Ada Louise HuxtableIn an article in The New York Times, Michael Kimmelman pays tribute to the long and commendable career of Ada Louise Huxtable who started writing on architecture for The New York Times in 1963 becoming the first full-time critic writing on architecture for an American newspaper. She was critical of "trophy" buildings by "signature" architects which are the result of a money-driven culture where status is all-important. Huxtable saw buildings as something more than giant monuments sticking up in the sky. She was interested in the roles that buildings play in the lives of those on the curbs and the corners of the city.
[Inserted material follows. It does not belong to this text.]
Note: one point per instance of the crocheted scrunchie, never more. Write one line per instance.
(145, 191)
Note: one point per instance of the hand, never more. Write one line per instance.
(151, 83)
This versatile writer enjoyed what she was doing and had her own special mission to fulfill: "When so much seems to conspire to reduce life and feeling to the most deprived and demeaning bottom line, it becomes more important than ever that we receive that extra dimension of dignity or delight and the elevated sense of self that the art of a building can provide through the nature of the places where we live and work. What counts more than style is whether architecture improves our experience of the built world, whether it makes us wonder why we never noticed places in quite this way before."

The lure of city life, for Huxtable, was pleasure. In 1978 she wrote, "There is so much more to see, to experience, to understand, to enjoy."
That could be a motto for the spiritual practice of zeal which is a celebration of the rich adventure and variety of life!